Lockheed Martin Aeronautics Company, a key division of Lockheed Martin Corporation, received a modification contract worth $122.1 million from the U.S. Department of Defense (DoD).
This latest contract entailed the procurement of initial aircraft spares for the F-35 Lightning II Joint Strike Fighter (JSF) aircraft for the U.S. Marine Corps, U.S. Air Force, U.S. Navy and other international partners. Work under this contract is scheduled to complete by Dec 2016.
Development costs for the highly advanced and expensive F-35 JSF program are shared by the U.S. and its allies. As of Dec 31, 2013, the total estimated acquisition cost (the sum of development, procurement, and military construction costs) of the F-35 program was estimated at $323.5 billion.
The fiscal 2014 U.S. defense authorization bill funded F-35 procurement at $5.4 billion for 29 aircraft and $561.7 million in advance procurement.
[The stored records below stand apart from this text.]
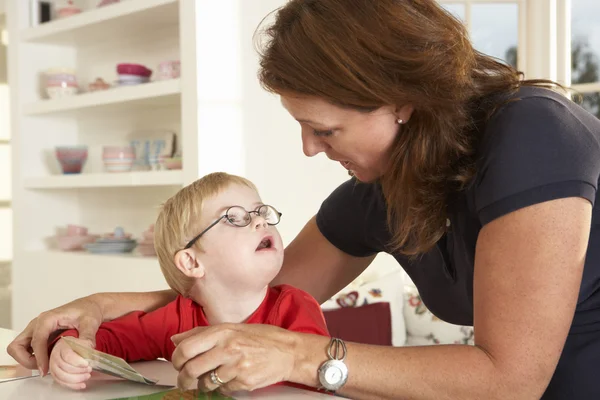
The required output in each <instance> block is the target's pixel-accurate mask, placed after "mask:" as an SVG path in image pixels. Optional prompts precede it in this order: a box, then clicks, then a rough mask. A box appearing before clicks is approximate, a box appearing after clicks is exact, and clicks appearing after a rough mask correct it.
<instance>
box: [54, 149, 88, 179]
mask: <svg viewBox="0 0 600 400" xmlns="http://www.w3.org/2000/svg"><path fill="white" fill-rule="evenodd" d="M55 154H56V159H57V160H58V162H59V164H60V167H61V169H62V172H63V174H79V173H81V170H82V169H83V166H84V165H85V162H86V160H87V157H88V148H87V146H57V147H56V148H55Z"/></svg>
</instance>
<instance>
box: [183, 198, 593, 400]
mask: <svg viewBox="0 0 600 400" xmlns="http://www.w3.org/2000/svg"><path fill="white" fill-rule="evenodd" d="M590 221H591V205H590V203H589V202H588V201H587V200H584V199H581V198H568V199H560V200H554V201H549V202H545V203H540V204H536V205H534V206H530V207H527V208H523V209H520V210H518V211H515V212H512V213H510V214H507V215H505V216H503V217H500V218H498V219H496V220H494V221H492V222H490V223H489V224H487V225H486V226H485V227H484V228H483V229H482V231H481V233H480V236H479V239H478V243H477V256H476V260H475V264H476V265H475V281H474V307H475V310H474V312H475V341H476V346H466V345H448V346H428V347H398V348H390V347H378V346H370V345H360V344H353V343H349V344H348V357H347V359H346V363H347V365H348V368H349V379H348V383H347V384H346V386H345V387H344V388H343V389H342V390H341V394H342V395H346V396H348V397H350V398H354V399H398V398H410V399H436V400H438V399H457V398H460V399H486V400H494V399H502V400H503V399H508V398H510V399H533V398H539V397H540V396H541V395H542V393H543V392H544V391H545V389H546V387H547V385H548V382H549V381H550V379H551V377H552V374H553V373H554V370H555V368H556V364H557V362H558V359H559V357H560V354H561V352H562V348H563V346H564V342H565V339H566V337H567V333H568V330H569V327H570V324H571V320H572V318H573V314H574V310H575V306H576V302H577V297H578V293H579V286H580V282H581V276H582V270H583V263H584V259H585V254H586V249H587V243H588V236H589V227H590ZM313 273H314V271H313ZM312 278H313V279H314V280H320V279H321V275H320V273H319V274H315V275H313V276H312ZM540 338H543V340H540ZM174 340H175V341H176V342H177V343H178V346H177V348H176V350H175V353H173V365H174V366H175V367H176V368H177V369H178V370H179V371H180V373H179V378H178V382H179V385H180V386H181V387H183V388H195V387H196V385H199V387H201V388H203V389H204V390H213V389H215V388H216V387H215V385H214V384H212V383H211V381H210V379H209V378H208V376H209V372H210V371H211V370H212V369H214V368H218V370H219V376H222V375H223V376H231V377H235V378H233V379H232V380H231V381H229V382H227V383H226V384H225V385H223V386H222V387H221V388H220V390H222V391H224V392H225V393H230V392H232V391H236V390H252V389H256V388H259V387H263V386H265V385H268V384H271V383H274V382H277V381H279V380H288V381H292V382H296V383H300V384H305V385H309V386H318V380H317V372H316V371H317V369H318V367H319V366H320V364H321V363H322V362H323V361H325V360H326V356H325V349H326V347H327V344H328V339H327V338H324V337H320V336H317V335H307V334H302V333H295V332H287V331H284V330H282V329H280V328H275V327H270V326H252V325H227V324H226V325H223V326H218V327H209V328H197V331H196V332H192V331H190V332H188V333H187V334H183V335H180V336H178V337H175V339H174ZM275 365H276V366H277V368H274V367H273V366H275ZM197 377H201V378H200V383H199V384H198V382H197V379H198V378H197Z"/></svg>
In addition, the fiscal year 2015 defense budget bill funded F-35 procurement at $7.8 billion for 34 aircraft.
The U.S. has plans to acquire 2,457 JSFs for its Air Force, Marine Corps, and Navy at an estimated acquisition cost of approximately $319.0 billion. In addition, hundreds of F-35s are expected to be acquired by several U.S. allies.
Since so many orders need to be fulfilled, Lockheed Martin, the prime contractor of the F-35 program, is assured of receiving F-35 program-related orders at regular intervals.
Despite persistent threats of defense budget cuts, Lockheed Martin continues to receive consistent orders from the DoD. This has helped the company to register positive earnings surprises in the last four quarters with an average beat of 20.2%. For 2014, the company boosted its earnings forecast to the range of $10.50–$10.80 from the earlier expectation of $10.25–$10.55. The current Zacks Consensus Estimate for 2014 is pegged at $10.98 with all estimates going up in the last 60 days.